Opinion

Conservatives Win Battle for Spanish Courts

Pedro Sánchez withdraws proposed changes.

Spanish Supreme Court Madrid
Seat of the Spanish Supreme Court in Madrid, November 27, 2012 (Wikimedia Commons)

Prime Minister Pedro Sánchez’ left-wing government has withdrawn reforms of the body that appoints Spain’s judges, including those of the Supreme Court.

The climbdown is a victory for conservatives, who have for years blocked the appointment and elevation of more progressive judges through their control of the General Council of the Judiciary.

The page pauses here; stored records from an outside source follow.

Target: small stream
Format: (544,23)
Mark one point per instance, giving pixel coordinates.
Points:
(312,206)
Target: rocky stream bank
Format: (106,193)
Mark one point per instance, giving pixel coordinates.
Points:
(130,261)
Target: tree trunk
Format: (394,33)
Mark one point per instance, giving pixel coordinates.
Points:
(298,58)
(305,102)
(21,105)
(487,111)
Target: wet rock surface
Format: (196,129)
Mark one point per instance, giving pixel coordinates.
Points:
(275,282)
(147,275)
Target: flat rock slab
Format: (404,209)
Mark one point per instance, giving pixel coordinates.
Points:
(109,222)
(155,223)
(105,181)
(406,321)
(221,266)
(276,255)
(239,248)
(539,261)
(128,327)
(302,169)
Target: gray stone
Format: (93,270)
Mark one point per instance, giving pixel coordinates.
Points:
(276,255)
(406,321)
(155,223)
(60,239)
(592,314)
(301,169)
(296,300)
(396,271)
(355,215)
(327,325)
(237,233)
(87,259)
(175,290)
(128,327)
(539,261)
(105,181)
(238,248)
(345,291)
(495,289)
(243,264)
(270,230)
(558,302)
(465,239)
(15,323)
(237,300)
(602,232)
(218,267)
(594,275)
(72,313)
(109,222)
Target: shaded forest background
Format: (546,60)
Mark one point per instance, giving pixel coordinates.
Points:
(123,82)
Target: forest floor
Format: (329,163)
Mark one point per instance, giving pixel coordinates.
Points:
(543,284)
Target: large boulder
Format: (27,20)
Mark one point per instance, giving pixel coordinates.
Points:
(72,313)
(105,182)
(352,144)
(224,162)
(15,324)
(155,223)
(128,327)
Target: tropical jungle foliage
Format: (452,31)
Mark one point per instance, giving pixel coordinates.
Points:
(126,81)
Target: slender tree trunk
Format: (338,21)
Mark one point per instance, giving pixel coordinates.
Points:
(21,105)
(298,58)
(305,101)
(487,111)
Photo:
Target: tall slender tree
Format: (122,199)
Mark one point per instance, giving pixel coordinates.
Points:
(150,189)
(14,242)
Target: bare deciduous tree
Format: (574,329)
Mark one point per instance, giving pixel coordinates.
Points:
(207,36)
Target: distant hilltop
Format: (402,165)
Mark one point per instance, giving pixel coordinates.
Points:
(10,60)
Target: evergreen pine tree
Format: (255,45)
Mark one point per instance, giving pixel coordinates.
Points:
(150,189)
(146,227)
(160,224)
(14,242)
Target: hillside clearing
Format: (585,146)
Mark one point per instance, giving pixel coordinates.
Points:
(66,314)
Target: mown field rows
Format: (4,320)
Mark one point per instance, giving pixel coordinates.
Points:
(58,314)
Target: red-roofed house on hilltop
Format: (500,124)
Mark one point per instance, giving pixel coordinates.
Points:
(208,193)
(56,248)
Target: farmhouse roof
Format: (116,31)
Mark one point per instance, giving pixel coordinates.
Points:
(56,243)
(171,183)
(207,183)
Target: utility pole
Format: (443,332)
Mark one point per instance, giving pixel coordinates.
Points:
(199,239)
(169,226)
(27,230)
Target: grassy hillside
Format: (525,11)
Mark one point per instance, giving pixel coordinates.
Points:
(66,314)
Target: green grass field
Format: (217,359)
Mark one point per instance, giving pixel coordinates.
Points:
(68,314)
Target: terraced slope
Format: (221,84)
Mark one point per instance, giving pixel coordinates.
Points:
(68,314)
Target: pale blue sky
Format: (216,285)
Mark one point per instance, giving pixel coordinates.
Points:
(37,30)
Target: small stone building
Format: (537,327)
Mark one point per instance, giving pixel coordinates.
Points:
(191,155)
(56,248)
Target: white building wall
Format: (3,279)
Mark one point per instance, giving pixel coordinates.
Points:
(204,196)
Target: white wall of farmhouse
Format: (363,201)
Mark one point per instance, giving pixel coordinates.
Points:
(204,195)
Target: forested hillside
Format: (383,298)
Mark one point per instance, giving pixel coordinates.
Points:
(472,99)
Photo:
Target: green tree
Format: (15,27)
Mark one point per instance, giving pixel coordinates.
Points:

The council’s five-year term expired in December 2018, six months after Sánchez took power from the conservative People’s Party, but it has continued to name judges to Spain’s highest courts.

Supermajorities of three out of five lawmakers are required in both the Congress of Deputies and the Senate to install a new council, giving the center-right People’s Party and far-right Vox (Voice) — which together hold 40 percent of the seats — a veto.

Politicization

The Socialists and their left-wing allies had proposed to reduce the threshold from three-fifths to a simple majority for the appointment of twelve of the council’s twenty members.

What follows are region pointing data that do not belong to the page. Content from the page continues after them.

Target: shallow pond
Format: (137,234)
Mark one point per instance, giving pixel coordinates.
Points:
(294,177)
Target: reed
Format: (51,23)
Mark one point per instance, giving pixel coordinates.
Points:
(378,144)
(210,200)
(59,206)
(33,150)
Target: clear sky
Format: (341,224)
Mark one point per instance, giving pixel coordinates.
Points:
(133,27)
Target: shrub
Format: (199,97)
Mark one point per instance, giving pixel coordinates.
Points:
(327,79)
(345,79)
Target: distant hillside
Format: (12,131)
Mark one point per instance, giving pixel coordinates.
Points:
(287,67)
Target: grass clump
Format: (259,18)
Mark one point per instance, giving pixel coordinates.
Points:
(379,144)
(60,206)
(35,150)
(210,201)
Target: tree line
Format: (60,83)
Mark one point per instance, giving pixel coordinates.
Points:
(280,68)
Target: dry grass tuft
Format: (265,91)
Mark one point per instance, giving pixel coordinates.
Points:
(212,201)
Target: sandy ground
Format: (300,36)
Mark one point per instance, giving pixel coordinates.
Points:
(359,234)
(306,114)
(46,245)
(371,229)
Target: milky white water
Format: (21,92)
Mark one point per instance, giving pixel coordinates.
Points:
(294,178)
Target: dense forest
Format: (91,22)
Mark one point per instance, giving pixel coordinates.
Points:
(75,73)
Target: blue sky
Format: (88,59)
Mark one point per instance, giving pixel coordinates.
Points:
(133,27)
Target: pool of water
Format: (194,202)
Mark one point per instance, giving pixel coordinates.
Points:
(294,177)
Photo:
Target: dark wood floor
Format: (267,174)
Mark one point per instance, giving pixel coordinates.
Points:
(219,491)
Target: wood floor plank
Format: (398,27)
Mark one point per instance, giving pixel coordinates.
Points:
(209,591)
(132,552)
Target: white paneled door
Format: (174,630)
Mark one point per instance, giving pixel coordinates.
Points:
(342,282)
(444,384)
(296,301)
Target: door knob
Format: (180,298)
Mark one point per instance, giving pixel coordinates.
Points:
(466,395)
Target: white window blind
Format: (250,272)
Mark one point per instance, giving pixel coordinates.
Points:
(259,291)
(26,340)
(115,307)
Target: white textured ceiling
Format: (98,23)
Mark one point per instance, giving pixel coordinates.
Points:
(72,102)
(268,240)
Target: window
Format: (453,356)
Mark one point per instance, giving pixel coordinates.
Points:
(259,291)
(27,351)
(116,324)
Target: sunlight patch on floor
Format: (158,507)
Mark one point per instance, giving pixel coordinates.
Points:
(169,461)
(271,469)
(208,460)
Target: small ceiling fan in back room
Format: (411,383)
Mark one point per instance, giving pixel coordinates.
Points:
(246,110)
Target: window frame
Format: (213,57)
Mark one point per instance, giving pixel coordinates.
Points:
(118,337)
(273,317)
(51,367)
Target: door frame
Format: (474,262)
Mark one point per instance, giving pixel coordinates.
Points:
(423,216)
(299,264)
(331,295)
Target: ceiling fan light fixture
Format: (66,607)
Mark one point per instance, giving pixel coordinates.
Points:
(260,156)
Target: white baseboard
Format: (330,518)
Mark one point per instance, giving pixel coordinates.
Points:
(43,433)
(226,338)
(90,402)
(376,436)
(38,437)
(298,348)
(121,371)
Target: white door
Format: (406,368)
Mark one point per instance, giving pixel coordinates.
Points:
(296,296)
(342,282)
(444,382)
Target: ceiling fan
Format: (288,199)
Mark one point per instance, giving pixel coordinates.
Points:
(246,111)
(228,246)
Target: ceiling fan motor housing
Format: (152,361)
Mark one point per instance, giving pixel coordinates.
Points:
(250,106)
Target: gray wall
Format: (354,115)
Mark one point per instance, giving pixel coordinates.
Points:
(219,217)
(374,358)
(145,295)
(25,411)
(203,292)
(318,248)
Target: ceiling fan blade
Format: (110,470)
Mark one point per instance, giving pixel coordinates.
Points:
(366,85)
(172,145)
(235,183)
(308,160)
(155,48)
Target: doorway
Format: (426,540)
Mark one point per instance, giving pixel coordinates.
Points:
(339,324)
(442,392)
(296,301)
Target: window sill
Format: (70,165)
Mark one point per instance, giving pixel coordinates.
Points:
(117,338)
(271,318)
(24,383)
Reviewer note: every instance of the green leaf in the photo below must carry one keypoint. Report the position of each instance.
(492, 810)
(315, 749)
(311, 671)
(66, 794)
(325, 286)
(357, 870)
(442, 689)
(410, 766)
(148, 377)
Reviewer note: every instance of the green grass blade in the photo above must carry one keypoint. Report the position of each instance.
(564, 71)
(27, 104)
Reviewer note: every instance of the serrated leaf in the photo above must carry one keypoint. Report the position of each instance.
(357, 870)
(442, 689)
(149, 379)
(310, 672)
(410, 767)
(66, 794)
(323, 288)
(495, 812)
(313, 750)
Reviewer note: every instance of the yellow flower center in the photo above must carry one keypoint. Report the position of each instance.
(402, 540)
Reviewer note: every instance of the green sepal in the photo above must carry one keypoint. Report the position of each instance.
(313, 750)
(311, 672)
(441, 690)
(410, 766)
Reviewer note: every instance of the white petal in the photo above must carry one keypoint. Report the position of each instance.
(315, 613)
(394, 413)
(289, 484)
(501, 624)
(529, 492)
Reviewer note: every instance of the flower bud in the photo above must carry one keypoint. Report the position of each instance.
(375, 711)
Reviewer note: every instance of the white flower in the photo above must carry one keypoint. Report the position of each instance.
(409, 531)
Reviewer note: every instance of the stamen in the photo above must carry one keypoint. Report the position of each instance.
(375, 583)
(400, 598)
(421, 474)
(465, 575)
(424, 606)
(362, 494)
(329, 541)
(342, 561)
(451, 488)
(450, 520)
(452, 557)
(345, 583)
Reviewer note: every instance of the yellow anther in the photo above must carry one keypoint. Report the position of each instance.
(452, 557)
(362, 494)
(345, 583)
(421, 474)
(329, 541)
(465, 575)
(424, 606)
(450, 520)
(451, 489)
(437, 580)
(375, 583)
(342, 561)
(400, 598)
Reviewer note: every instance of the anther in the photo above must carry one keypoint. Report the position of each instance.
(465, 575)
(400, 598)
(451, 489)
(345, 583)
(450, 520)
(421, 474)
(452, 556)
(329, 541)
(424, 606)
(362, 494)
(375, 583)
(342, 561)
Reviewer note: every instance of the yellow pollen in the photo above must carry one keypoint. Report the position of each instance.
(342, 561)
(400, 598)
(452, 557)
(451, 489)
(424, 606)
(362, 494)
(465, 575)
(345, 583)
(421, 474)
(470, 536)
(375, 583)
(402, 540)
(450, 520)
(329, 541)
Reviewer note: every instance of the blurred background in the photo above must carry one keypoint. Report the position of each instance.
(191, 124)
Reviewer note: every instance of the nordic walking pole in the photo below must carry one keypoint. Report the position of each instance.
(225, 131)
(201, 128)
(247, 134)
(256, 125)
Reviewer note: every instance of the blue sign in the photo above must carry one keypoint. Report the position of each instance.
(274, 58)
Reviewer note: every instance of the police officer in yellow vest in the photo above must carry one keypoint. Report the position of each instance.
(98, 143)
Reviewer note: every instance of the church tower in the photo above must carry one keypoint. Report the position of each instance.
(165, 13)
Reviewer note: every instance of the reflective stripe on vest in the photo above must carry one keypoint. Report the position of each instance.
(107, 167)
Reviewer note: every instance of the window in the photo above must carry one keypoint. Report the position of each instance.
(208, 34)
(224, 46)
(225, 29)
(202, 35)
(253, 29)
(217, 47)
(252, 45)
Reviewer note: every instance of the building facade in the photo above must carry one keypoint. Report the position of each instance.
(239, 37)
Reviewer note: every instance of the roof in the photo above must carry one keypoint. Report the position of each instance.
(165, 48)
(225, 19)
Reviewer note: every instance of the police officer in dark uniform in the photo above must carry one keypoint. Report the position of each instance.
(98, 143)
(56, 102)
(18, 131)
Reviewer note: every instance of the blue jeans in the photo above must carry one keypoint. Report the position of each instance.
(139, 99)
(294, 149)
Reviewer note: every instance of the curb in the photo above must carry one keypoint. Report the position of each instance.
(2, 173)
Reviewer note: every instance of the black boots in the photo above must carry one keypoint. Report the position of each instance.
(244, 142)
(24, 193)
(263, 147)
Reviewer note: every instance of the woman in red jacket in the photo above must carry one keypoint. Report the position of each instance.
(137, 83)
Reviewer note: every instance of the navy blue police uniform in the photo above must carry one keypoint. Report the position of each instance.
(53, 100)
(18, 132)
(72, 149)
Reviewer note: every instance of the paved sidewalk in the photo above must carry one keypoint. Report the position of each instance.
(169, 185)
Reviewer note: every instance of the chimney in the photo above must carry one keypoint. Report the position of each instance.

They also wanted to prevent future councils from making judicial appointments once their term has expired.

The right hypocritically derided the changes as an attempt to “politicize” the judiciary when it has done just done for decades.

José Antich, the editor of the Catalan pro-independence outlet El Nacional, points out that the People’s Party has a long history of blocking changes to the General Council when it is in opposition only to support them when it is in power.

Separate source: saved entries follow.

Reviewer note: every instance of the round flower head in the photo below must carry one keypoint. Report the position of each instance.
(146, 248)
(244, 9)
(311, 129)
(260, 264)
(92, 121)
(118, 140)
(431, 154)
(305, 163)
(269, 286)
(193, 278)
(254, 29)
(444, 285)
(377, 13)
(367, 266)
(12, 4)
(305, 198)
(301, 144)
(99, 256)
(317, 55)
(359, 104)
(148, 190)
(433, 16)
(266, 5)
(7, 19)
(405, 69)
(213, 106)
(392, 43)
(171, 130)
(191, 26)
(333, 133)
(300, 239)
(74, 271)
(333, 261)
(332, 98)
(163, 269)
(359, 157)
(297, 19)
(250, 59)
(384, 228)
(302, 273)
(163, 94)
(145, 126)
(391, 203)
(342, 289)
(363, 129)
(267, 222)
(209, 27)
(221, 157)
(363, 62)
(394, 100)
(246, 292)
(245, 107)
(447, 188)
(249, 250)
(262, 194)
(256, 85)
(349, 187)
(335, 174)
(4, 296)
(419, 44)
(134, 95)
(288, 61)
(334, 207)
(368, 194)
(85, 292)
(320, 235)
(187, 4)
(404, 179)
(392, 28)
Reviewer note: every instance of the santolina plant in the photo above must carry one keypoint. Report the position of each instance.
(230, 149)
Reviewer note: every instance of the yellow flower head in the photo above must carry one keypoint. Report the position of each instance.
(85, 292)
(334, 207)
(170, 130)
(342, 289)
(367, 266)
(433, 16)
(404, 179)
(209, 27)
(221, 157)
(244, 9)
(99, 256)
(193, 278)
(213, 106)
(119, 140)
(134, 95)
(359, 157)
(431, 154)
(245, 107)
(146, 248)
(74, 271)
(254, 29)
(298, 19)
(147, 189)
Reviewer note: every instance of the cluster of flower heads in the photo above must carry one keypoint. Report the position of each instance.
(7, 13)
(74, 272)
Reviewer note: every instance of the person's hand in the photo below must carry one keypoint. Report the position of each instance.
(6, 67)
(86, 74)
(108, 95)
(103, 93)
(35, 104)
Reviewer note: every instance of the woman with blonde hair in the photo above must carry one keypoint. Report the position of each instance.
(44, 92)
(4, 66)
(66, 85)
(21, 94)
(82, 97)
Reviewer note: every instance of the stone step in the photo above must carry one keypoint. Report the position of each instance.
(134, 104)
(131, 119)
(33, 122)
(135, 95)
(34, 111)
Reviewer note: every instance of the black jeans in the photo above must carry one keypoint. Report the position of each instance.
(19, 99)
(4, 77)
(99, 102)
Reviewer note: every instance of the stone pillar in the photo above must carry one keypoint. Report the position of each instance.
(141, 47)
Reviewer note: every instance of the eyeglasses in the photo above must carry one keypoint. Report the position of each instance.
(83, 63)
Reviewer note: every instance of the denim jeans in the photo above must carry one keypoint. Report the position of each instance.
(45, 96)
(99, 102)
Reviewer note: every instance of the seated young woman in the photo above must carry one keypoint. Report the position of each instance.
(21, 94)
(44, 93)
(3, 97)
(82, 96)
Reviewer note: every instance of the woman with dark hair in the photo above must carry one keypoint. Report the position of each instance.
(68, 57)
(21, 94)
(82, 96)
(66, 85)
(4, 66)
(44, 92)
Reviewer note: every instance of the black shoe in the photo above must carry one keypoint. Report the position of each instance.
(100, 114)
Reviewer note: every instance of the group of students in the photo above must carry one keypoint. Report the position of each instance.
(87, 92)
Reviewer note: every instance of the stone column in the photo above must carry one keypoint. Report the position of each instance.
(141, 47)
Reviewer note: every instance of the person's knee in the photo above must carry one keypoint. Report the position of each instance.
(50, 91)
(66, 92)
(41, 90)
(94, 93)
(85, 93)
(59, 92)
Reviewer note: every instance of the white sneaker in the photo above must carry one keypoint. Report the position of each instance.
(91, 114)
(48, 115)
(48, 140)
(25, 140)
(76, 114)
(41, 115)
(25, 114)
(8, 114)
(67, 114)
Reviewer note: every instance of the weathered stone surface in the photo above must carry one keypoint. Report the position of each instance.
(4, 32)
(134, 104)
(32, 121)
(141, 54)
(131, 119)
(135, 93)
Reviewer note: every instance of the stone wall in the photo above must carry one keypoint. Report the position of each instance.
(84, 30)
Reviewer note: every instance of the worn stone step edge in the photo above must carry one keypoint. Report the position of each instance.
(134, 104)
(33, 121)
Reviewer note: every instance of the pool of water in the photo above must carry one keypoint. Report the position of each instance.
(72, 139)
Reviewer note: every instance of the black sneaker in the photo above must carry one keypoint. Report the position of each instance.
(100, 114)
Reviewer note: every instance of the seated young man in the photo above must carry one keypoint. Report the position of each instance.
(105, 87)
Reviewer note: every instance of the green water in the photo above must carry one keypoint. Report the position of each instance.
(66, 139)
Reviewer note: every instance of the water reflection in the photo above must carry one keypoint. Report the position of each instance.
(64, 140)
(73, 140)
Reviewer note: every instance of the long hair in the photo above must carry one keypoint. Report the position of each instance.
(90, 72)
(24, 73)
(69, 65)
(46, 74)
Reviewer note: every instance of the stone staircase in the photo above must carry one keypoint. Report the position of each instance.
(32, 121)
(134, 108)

Jordi Nieva-Fenoll, a professor of law at the University of Barcelona, writes that conservatives are defending their control of the Spanish justice system “in a similar way to what is happening, for similar reasons, in the United States federal Supreme Court.”

Republicans in the United States blocked the appointment of Merrick Garland during the last year of Barack Obama’s presidency but confirmed three Supreme Court justices under Donald Trump.

Reactionary

This affects how Spanish courts rule. Its reactionary verdicts have become an embarrassment to Spain’s pretense to be a modern, progressive democracy.

The Supreme Court has effectively criminalized Catalan separatism by convicting not just the politicians who led a failed breakaway from Spain in 2017 under laws against “sedition” but the leaders of the region’s two largest pro-independence groups as well, who did little more than encourage Catalans to vote.

When they were sentenced to between nine and thirteen years in prison, the University of Barcelona put out a statement condemning the verdict. It was then convicted itself for — incredibly — “violating the right to education, freedom of expression and ideological freedom.”

Earlier this year, Catalan rapper Pablo Hasél was sentenced to nine months in prison for “glorifying” terrorism and slandering the monarchy and police, triggering a week of riots in Catalonia.

Criminalization

Catalans aren’t alone. Dozens of journalists, musicians and ordinary social-media users have been convicted in recent years under vaguely worded antiterrorism laws that give Spanish judges extraordinary discretion; a discretion many have been willing to use — always to criminalize left-wing views.

The Mallorcan rapper known as Valtònyc was sentenced to three and a half years in prison for “glorifying” terrorism and insulting the king. He fled to Belgium.

A student from Murcia received a suspended prison sentence of one year, and lost her university scholarship, for making a bad joke on Twitter about the 1973 assassination of Francisco Franco’s prime minister and presumed successor, Luis Carrero Blanco, by the Basque terrorist group ETA.

The Supreme Court sided with the Franco family to delay the exhumation of the dictator’s remains from the monumental Valley of the Fallen in the mountains outside Madrid, arguing it would not be in the “public interest”.

The Council of Europe has urged Spain to rewrite laws that criminalize free speech.

Wrong hands

The justice system’s conservative bias makes it harder for Sánchez to do a deal with the separatists who govern Catalonia.

Antich believes reform of the Criminal Code, to modify the crimes of “rebellion” and “sedition”, as well as an amnesty for the imprisoned separatist leaders are now “impossible mountains to climb.” I’ve argued before that Spanish lawfare only makes Catalan secession more likely. It reduces the space for a political solution.

Sedition is no longer a crime in most European countries, because, in the wrong hands, it can be used to persecute dissidents.

With judges who lock up rappers and students for insensitive lyrics and tweets but show deference to a dictator who died 46 years ago, Spaniards aren’t in the right hands.